88: ¡Un divorcio en la base!
El patio de comidas fue el último lugar que visitó Sunshine.
Era un lugar donde diferentes vendedores ofrecían alimentos cocinados o procesados de diferentes mundos.
Era un centro comercial gigantesco con restaurantes y fábricas de comida.
—No es de extrañar que ese tonto de Cassius tuviera un harén, con acceso a toda esta comida, muchas mujeres estaban dispuestas a seguirlo —murmuró.
¿Cómo no vio las señales?
¿Fue porque siempre estaba luchando en una batalla u otra en el exterior y cuando regresaba a su base las mujeres estaban bien alimentadas y se comportaban bien?
Siempre asumió que la comida era de ellas, adquirida con su propio dinero.
En aquel entonces, simplemente agradecía que Cassius fuera querido y tuviera personas dispuestas a cuidarlo en su ausencia.
Para cuando se dio cuenta de que eran sus mujeres, ya era demasiado tarde.
Dándose palmaditas suaves en las mejillas, se despertó de los recuerdos del pasado y desplazó la pantalla para ver qué alimentos se ofrecían.
Sunshine descubrió un mundo completamente nuevo de lo bizarro.
¡Hamburguesas Astro con forma de constelaciones y cocinadas por nanobots!
Fideos Zero-G que podían suspenderse en el aire para sorberlos sin usar las manos.
Café que prometía ser lo suficientemente fuerte como para hacer que el desayuno se sintiera como un salto a través del tiempo.
Enormes rebanadas de pizza infinitas que contenían otras rebanadas de pizza más pequeñas en su interior como muñecas rusas anidadas.

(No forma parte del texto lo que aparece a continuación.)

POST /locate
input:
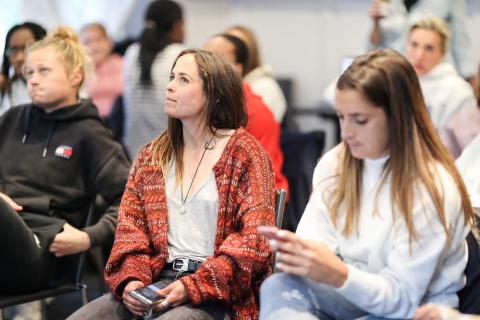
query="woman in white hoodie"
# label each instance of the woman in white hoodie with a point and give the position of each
(449, 98)
(384, 230)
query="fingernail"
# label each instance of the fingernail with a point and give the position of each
(273, 243)
(281, 233)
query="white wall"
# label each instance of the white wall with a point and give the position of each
(301, 39)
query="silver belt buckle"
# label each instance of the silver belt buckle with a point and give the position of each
(183, 264)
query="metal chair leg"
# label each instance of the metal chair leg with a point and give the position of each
(84, 294)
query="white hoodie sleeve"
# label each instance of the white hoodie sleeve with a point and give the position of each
(415, 268)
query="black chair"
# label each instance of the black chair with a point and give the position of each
(301, 152)
(71, 267)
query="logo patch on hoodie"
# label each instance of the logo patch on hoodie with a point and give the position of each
(63, 151)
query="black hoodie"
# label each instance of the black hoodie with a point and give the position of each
(54, 163)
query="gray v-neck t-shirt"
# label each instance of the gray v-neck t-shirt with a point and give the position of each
(192, 233)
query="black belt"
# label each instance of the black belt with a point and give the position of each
(183, 265)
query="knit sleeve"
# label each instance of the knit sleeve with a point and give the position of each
(130, 255)
(244, 258)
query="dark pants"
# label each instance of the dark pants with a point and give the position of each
(108, 307)
(26, 264)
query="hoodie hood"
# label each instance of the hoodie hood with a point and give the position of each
(77, 112)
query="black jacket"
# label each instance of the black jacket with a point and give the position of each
(54, 164)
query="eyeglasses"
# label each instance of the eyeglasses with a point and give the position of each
(13, 51)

Pan cuyo sabor cambiaba para reflejar tu estado de ánimo actual.
¡¡Verduras que solo podían saborearse si uno creía que existían!!
Bebidas carbonatadas que dejaban de burbujear con solo sumergir un dedo.
¡Donas de agujero negro tan oscuras que parecían incomestibles y, sin embargo, estaban marcadas como las más vendidas!
Carnes artificiales que sabían exactamente como carne pero producidas a partir de vegetales.
También eran de las más vendidas.
Sunshine se estremeció.
Ella era una amante pura de la carne, 100% omnívora.
Todo lo que se decía que sabía tan bien como la carne a menudo resultaba ser poco apetitoso.
El helado parecía normal hasta que se encontró con el anti-helado.
También era helado pero ¡¡aprobado por médicos para derretir la ira!!
Los sabores tenían nombres graciosos como: Perdona-o-Limón, Olvídalo-Mango Lechoso, Baya Déjalo Ir, ¡¡Ahora Te Sientes Bien Crujido de Galleta!!
—¡¿Qué demonios?!
—jadeó Sunshine y se rió.
Se preguntó de quién habrían sido esas ideas para los nombres.
Aunque eran directos, simplemente eran demasiado hilarantes.
No todos los alimentos eran extraños.
Encontró muchos alimentos normales, algunos con formas similares a los que tenían en la tierra como palomitas de maíz, papas fritas, sándwiches, uvas y más.
En cuanto al sabor, solo lo descubriría después de comprar algunos.
Sunshine reconoció el empaque de algunos de los alimentos.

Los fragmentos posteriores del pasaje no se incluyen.